Jonas Gardell

N’essuie jamais de larmes sans gants

Éditions Gaïa, 590 pages – 24 Euros

En librairie dès le 09 septembre 2016

nessuiejamais

Cette journée d’août s’en est allée sans un nuage dans le ciel, mais à travers les fenêtres condamnées du service d’isolement l’été ne pénètre pas. L’homme dans le lit est terriblement amaigri et marqué par un sarcome de Kaposi au stade avancé. Il n’a plus que quelques jours à vivre. Depuis quelque temps il a presque cessé de parler. Il reste alité, apathique, mutique. Il lutte. Parfois il pleure. De douleur ou de chagrin, personne ne le sait.

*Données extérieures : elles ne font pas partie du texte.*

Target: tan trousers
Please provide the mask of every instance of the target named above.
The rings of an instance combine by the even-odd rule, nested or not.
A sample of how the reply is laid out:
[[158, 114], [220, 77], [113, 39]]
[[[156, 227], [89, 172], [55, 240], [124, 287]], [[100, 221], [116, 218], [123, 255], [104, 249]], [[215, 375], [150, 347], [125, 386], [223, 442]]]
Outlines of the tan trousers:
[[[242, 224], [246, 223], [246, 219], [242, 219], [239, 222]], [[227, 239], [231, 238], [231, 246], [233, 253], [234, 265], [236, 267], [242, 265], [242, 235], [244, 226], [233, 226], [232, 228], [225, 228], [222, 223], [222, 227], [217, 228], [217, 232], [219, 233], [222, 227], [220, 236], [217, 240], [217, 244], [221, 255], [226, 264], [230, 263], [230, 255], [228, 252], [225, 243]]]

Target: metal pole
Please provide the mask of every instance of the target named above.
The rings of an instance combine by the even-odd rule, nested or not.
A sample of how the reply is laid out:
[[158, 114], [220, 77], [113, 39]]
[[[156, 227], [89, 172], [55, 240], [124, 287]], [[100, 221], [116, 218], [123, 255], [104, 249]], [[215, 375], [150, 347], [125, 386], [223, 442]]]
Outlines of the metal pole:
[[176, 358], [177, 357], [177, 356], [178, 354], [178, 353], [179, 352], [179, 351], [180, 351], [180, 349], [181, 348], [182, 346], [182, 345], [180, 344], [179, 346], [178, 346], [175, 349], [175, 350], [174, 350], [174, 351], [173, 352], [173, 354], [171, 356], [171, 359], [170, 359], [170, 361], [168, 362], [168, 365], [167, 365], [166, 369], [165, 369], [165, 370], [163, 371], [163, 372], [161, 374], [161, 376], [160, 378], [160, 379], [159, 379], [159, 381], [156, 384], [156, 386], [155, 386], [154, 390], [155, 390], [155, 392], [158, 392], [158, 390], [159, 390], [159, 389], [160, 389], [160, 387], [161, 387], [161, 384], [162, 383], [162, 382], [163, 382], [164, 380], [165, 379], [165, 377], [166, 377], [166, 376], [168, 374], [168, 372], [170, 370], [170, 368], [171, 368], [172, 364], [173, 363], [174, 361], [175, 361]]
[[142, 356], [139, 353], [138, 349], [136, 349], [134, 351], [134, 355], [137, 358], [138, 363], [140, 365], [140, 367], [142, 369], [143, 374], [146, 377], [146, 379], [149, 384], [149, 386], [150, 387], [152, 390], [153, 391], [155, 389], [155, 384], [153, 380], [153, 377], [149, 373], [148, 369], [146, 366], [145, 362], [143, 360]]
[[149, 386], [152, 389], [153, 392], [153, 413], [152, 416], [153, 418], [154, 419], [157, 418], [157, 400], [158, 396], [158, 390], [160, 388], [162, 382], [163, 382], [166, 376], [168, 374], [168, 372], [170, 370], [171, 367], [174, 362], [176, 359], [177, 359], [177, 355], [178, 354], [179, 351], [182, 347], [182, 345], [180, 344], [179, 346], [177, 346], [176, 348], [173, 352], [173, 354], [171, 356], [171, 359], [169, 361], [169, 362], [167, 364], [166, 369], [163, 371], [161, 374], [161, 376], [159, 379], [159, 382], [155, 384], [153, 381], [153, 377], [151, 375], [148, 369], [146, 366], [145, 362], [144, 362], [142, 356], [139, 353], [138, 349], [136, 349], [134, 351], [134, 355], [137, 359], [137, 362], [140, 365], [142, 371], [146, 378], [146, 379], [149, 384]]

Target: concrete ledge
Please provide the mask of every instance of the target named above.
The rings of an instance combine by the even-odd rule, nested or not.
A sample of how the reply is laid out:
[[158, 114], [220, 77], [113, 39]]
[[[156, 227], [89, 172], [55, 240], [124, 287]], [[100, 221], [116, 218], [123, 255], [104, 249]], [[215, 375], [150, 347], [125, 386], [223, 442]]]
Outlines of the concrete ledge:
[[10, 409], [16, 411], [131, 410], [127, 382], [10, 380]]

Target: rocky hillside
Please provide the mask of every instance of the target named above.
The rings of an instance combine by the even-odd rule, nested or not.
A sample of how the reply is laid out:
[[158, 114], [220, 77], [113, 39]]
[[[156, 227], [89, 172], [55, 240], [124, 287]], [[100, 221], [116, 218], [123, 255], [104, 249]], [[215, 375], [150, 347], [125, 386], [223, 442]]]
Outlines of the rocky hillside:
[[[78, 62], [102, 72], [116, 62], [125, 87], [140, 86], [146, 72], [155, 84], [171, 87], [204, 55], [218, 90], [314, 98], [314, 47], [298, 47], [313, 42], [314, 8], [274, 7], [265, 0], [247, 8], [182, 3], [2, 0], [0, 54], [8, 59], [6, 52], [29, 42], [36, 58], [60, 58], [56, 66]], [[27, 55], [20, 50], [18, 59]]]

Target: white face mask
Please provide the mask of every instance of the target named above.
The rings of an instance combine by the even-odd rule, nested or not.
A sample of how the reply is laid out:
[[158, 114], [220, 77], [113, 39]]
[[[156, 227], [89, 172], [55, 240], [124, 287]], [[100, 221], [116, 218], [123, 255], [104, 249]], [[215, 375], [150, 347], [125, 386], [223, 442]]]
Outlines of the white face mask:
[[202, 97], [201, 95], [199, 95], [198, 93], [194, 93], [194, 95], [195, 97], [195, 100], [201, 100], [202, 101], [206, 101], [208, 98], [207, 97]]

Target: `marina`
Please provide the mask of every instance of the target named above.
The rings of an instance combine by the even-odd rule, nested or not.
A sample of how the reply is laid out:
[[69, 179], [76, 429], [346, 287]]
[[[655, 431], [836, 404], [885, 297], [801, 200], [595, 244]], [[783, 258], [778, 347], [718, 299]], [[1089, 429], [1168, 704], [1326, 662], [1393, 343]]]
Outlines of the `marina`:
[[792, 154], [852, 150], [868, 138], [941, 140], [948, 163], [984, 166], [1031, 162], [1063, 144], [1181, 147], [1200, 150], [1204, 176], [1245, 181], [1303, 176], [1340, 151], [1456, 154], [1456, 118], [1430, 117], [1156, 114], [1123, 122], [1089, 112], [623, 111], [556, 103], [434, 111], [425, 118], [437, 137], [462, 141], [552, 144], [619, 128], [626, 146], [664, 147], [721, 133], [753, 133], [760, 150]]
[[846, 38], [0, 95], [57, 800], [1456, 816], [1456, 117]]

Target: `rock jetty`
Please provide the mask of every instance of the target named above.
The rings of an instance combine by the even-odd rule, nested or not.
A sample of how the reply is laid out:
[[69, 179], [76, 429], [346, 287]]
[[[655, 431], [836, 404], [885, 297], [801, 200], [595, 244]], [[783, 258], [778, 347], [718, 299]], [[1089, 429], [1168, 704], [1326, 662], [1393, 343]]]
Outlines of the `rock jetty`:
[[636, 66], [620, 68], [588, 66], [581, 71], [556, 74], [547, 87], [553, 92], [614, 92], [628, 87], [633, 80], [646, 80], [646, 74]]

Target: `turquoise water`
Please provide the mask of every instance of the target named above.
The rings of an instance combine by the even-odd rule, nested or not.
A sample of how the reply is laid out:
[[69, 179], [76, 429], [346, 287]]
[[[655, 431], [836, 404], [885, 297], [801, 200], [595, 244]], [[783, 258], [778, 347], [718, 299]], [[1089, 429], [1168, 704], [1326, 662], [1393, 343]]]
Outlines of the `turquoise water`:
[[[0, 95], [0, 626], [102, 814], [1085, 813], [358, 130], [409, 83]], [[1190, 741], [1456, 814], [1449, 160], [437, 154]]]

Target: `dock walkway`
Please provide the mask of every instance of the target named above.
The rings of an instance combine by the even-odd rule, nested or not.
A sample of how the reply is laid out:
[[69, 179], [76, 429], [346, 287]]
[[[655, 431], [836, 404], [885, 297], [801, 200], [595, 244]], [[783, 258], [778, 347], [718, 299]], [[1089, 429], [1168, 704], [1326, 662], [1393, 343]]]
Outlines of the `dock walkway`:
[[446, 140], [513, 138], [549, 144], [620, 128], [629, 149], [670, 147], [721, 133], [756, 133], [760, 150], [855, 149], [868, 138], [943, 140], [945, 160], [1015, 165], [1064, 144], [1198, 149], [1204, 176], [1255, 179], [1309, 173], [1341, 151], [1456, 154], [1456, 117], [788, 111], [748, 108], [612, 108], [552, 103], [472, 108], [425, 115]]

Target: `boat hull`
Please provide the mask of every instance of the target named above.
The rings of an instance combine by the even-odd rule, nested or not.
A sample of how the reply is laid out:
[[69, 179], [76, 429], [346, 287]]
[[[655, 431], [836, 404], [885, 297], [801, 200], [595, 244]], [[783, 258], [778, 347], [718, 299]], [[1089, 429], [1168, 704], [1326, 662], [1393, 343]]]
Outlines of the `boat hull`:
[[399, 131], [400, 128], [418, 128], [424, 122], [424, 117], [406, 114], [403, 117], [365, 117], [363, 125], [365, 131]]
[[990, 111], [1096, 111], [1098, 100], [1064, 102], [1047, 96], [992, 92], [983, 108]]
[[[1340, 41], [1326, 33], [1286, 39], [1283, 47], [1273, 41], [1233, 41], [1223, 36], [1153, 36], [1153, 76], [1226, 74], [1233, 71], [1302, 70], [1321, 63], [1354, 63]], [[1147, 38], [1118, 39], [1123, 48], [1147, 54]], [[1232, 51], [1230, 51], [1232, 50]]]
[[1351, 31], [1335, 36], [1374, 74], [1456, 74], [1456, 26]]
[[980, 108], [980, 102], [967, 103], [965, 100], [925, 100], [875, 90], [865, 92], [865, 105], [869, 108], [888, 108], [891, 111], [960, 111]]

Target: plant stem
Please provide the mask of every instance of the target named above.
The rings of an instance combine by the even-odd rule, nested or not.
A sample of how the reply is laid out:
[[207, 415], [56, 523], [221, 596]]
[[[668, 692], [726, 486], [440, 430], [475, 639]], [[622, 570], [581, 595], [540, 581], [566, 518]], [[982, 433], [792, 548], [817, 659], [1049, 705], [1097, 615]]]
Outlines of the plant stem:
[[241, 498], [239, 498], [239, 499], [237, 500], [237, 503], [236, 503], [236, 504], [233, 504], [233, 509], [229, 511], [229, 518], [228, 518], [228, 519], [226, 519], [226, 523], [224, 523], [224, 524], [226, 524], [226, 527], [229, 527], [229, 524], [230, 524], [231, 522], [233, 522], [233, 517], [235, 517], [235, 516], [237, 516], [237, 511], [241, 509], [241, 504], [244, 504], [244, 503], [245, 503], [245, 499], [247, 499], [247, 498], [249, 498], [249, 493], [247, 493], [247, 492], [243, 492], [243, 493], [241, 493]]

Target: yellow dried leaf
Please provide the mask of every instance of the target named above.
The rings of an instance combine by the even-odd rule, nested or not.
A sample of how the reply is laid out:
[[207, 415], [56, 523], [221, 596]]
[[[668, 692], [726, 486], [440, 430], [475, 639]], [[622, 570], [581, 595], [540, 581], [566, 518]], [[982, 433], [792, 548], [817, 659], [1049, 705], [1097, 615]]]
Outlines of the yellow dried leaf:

Deux femmes accomplissent leurs tâches en silence dans la chambre dépouillée dont les fenêtres ne sont jamais ouvertes, dont la seule sortie est constituée d’un sas ouvrant directement sur la cour. Elles s’affairent autour du corps dans le lit comme des prêtresses officient autour d’un autel. 

 

Rasmus vient d’avoir son bac et quitte la Suède profonde pour la capitale. À Stockholm, il va pouvoir être enfin lui-même. Loin de ceux qui le traitent de sale pédé. Benjamin est Témoin de Jéhovah et vit dans le prosélytisme et les préceptes religieux inculqués par ses parents. Sa conviction vacille le jour où il frappe à la porte d’un homme qui l’accueille chaleureusement, et lui lance : « Tu le sais, au moins, que tu es homosexuel ? ». « C’était comme une guerre en temps de paix »
Les années ont passé, en France comme en Suède, il est grand temps de transmettre la mémoire de ces années où une génération a été décimée. Sid’amour à mort comme l’a si bien résumé Barbara. Jonas Gardell ne joue dans ce magnifique roman d’aucun suspens, tout est là dès le début, la maladie, la mort qui fauche une jeunesse libre de son corps et son montage littéraire propose, comme un tourbillon, de s’approcher au plus près de notre humanité.
Le roman progresse en allers & retours, on avance, on zoome, on recule pour mieux appréhender le contexte et on est accroché à ces héros amoureux de la vie. L’expérience de la lecture de ce roman fait penser au plaisir de suivre une série où petit à petit les personnages nous sont dévoilés, évoluent, on les perd, on les retrouve, certains disparaissent et le fleuve de leur vie se nourrit pour nous abreuver d’une joie de vivre, malgré tout. Le vœux d’honnêteté et d’hommage de Jonas Gardell à tous ces disparus qui furent avant tout fiers de leur liberté est extrêmement touchant à lire. Du romanesque pur.